Il 24 febbraio 2022 l’Europa si risvegliò con l’incubo reale della guerra sul continente. Dopo settimane d’incertezze, la Russia aveva davvero invaso l’Ucraina. Da quel giorno, morte, devastazione e disperazione provocate dalla follia umana guerrafondaia tornarono ad agitare il continente europeo. Forse qualcuno quel giorno brindò, come fecero nel 2009 quegli impresari sciacalli al telefono quando la terra tremò all’Aquila, fregandosi le mani per le prospettive di affari nella ricostruzione. O forse no. Di certo, vi è chi ha festeggiato negli ultimi due anni. Dallo scoppio della guerra in Ucraina, le cinque più grandi aziende petrolifere e del gas hanno realizzato profitti per 281 miliardi di dollari. Gli azionisti di Shell, BP, Chevron, ExxonMobil e TotalEnergies, hanno incassato nel solo 2023 complessivamente 111 miliardi di dollari, una cifra mai raggiunta nei dividendi degli anni precedenti. Lo ha calcolato Global Witness, l’Ong internazionale che si batte per la giustizia ambientale, sommando gli utili e i pagamenti a partire dal secondo trimestre del 2022 al quarto trimestre dello scorso anno compreso.


«Indipendentemente da ciò che accade in prima linea, le major dei combustibili fossili sono i principali vincitori della guerra in Ucraina, accumulando ricchezze indicibili grazie alla morte, alla distruzione e alla spirale dei prezzi dell’energia» ha dichiarato Patrick Galey, ricercatore senior sui combustibili fossili alla Global Witness. «Ora stanno spendendo i loro guadagni in sussidi agli investitori e in una sempre maggiore produzione di petrolio e gas, di cui l’Europa non ha bisogno e che il clima non può sopportare». Già, perché non di sole tragedie umane si arricchiscono le Big Oil. Nei loro piani, il petrolio deve rimanere la fonte di ricchezza, con buona pace per l’ambiente. L’anno scorso, riferisce la Global Witness, la Shell ha rinunciato all’impegno di ridurre la produzione di petrolio nel decennio, licenziando circa 200 dipendenti dalla divisione green. Dal canto suo, Bp ha diminuito significativamente il suo impegno di riduzione delle emissioni.

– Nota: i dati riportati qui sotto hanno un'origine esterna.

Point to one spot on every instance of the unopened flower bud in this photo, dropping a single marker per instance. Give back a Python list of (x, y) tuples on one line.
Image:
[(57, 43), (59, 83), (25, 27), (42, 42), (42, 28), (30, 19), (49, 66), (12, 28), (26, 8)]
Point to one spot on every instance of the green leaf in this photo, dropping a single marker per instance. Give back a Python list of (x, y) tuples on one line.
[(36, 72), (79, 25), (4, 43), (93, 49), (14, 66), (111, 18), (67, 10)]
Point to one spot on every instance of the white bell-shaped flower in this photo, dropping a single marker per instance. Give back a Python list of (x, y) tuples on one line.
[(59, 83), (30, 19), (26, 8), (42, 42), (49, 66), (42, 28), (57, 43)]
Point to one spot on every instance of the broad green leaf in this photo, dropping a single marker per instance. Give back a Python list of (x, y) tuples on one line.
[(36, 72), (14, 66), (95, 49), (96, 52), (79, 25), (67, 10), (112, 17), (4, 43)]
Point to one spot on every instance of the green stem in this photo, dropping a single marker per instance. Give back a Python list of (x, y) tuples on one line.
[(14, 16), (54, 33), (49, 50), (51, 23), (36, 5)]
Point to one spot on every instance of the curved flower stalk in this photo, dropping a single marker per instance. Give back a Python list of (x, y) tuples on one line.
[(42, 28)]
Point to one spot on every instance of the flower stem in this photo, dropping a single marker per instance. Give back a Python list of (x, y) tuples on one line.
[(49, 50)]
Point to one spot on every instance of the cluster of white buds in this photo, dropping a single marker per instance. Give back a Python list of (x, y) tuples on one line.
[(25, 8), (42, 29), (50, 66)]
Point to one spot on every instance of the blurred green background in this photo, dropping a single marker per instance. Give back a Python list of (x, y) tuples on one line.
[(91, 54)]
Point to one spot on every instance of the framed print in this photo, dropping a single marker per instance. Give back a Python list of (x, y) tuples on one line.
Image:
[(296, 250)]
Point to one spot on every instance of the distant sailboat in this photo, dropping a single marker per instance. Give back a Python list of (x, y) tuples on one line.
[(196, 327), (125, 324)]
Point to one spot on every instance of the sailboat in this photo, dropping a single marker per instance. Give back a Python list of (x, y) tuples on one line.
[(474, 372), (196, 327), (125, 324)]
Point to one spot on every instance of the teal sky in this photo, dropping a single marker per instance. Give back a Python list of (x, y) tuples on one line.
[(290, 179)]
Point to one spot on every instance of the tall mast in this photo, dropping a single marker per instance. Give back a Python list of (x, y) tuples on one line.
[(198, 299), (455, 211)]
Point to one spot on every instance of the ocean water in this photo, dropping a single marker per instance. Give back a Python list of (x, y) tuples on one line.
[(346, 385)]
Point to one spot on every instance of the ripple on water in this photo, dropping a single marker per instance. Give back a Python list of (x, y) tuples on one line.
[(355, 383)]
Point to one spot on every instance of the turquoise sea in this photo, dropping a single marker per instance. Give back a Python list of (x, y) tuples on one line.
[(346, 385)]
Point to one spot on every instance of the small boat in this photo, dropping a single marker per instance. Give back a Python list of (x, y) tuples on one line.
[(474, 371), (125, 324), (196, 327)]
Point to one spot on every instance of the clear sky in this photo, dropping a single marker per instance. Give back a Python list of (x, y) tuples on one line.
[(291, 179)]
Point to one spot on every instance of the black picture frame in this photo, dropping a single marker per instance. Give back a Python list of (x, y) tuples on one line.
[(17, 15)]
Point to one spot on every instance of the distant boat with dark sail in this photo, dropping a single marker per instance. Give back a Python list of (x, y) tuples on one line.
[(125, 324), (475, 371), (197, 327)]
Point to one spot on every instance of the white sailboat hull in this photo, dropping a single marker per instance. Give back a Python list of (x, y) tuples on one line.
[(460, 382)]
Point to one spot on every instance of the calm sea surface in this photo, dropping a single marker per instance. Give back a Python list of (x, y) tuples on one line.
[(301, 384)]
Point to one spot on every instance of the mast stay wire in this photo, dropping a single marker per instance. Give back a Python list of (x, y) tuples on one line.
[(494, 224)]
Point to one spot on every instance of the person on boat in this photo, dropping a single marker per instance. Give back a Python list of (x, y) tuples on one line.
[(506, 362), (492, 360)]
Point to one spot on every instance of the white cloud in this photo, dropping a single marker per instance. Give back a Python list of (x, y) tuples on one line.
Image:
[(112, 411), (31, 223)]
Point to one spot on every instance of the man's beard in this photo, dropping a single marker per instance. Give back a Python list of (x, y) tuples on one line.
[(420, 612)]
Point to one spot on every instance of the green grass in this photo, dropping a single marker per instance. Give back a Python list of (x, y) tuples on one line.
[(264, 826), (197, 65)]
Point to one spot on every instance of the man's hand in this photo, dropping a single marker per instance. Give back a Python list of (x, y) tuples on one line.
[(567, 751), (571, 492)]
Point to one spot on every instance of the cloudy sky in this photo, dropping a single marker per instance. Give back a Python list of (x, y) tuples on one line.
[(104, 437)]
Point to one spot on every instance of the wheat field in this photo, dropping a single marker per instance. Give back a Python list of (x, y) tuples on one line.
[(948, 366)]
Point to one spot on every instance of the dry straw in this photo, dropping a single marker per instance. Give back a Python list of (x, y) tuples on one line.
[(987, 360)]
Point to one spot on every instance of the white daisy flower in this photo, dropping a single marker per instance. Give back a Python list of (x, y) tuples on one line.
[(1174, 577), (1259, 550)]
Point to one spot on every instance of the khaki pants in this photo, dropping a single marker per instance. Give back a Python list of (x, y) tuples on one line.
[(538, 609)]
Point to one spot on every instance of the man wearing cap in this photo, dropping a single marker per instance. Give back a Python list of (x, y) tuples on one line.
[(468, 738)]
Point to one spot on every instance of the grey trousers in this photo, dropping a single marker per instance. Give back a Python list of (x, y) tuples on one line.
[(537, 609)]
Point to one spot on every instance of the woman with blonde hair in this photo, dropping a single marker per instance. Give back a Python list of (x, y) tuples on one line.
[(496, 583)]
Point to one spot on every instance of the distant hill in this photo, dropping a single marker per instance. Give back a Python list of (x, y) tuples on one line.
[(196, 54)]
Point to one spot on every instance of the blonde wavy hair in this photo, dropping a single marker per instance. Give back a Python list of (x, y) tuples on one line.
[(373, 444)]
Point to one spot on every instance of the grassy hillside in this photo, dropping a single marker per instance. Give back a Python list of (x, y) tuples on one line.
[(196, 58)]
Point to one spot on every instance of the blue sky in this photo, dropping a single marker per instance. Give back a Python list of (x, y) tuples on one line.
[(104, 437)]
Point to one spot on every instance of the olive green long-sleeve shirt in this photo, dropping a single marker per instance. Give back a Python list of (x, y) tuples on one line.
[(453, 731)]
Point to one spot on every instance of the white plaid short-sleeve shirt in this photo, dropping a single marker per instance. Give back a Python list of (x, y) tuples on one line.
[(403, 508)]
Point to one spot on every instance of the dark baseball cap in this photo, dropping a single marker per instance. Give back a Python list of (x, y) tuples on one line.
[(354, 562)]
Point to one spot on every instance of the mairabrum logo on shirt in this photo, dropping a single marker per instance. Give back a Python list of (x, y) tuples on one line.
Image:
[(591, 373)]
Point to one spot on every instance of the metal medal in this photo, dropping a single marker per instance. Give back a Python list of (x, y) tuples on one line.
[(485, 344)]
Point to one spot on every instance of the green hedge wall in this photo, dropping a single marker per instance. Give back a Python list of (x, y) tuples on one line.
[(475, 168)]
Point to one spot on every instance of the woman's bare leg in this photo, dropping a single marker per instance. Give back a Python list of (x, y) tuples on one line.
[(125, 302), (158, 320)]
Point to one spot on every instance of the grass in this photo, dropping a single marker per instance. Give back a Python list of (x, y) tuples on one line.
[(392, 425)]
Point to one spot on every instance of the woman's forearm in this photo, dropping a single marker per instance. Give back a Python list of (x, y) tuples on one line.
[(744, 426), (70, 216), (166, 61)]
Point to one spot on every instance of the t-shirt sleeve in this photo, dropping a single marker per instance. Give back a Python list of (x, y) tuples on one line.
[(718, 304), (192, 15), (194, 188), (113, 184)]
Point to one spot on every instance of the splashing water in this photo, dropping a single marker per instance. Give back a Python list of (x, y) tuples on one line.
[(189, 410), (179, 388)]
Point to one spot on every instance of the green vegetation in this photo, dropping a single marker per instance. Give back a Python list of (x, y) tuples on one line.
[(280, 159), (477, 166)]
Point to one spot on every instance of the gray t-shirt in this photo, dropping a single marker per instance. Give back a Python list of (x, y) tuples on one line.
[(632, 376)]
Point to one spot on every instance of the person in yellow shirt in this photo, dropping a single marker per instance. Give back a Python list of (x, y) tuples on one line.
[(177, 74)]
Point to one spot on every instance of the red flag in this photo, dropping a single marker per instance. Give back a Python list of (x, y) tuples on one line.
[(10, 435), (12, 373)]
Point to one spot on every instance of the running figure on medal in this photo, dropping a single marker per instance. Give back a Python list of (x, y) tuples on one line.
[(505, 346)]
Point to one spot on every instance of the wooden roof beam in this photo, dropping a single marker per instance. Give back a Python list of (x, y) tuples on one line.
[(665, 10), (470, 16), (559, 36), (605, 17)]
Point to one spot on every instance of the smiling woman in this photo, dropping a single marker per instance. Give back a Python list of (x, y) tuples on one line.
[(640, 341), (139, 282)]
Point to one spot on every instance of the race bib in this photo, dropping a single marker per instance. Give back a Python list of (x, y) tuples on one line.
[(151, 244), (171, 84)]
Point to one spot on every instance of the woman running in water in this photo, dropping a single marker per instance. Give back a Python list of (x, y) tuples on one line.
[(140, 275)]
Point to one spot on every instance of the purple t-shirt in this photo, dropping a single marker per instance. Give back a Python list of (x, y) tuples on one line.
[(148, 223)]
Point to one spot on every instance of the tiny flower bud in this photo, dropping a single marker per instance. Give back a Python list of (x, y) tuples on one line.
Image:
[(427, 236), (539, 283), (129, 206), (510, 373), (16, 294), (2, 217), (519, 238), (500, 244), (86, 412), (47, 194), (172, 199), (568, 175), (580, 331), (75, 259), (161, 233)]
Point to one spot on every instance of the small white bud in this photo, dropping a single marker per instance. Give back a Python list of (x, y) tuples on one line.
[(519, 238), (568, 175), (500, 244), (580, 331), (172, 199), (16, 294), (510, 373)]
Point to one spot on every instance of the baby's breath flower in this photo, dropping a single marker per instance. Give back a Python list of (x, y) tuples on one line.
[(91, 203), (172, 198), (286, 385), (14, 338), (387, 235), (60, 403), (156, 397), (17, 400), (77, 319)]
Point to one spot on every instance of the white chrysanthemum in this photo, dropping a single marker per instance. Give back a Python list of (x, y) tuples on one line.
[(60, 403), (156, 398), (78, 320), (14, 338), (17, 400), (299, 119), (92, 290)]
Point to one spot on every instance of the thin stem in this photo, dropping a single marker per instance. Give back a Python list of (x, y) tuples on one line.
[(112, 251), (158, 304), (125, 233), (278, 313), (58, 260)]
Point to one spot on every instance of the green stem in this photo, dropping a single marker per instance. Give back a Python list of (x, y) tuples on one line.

Tra i grandi beneficiari della guerra russa in Ucraina, non possiamo non citare un’azienda ticinese con sede a Lugano, di cui area si era già occupata. DXT Commodities, attiva nel commercio di elettricità, gas e gas naturale liquefatto, di proprietà di Bruno Bolfo, parla di “storico record”, riferendosi al 2023. Se nel report dell’anno precedente definiva straordinario il profitto netto di 82,7 milioni di franchi (quasi il doppio rispetto al 2021), i 260 milioni dello scorso anno diventano un “record imparagonabile” (+225%). Il merito dello storico guadagno va, scrive l’azienda nel suo bilancio, alla sostituzione di gas naturale con massicce importazioni di gas liquido da parte dei paesi europei.


Senza sorprese, fra gli altri vincitori indiscussi della guerra in Ucraina, si annoverano le big dell’industria bellica. Nel farci gli affari loro, ci limitiamo alle tre giganti del comparto, tutte americane. Lockheed Martin, General Dynamics e Raytheon Technologies lo scorso anno hanno realizzato profitti netti per quasi 24 miliardi di dollari, con un incremento medio del 12% rispetto al già ottimo anno precedente. “Questo è un settore affidabile per uno che investe e ha una solida storia di generazione di rendimenti per gli azionisti, un settore che dopo la pandemia e l’invasione dell’Ucraina da parte di Putin dovrebbe andare bene dal 2022” spiega senza pudore un sito specializzato nei consigli su quali investimenti scegliere.


Anche noi svizzeri contribuiremo alla prosperità del ramo. Oltre ai 26 miliardi di franchi richiesti dal Dipartimento federale della Difesa per il prossimo quadriennio, non vanno scordati i cinque miliardi di franchi che verseremo alla statunitense Lockheed Martin, la più grande azienda mondiale del settore aerospaziale e della difesa, per l’acquisto di 36 aerei da combattimento F-35.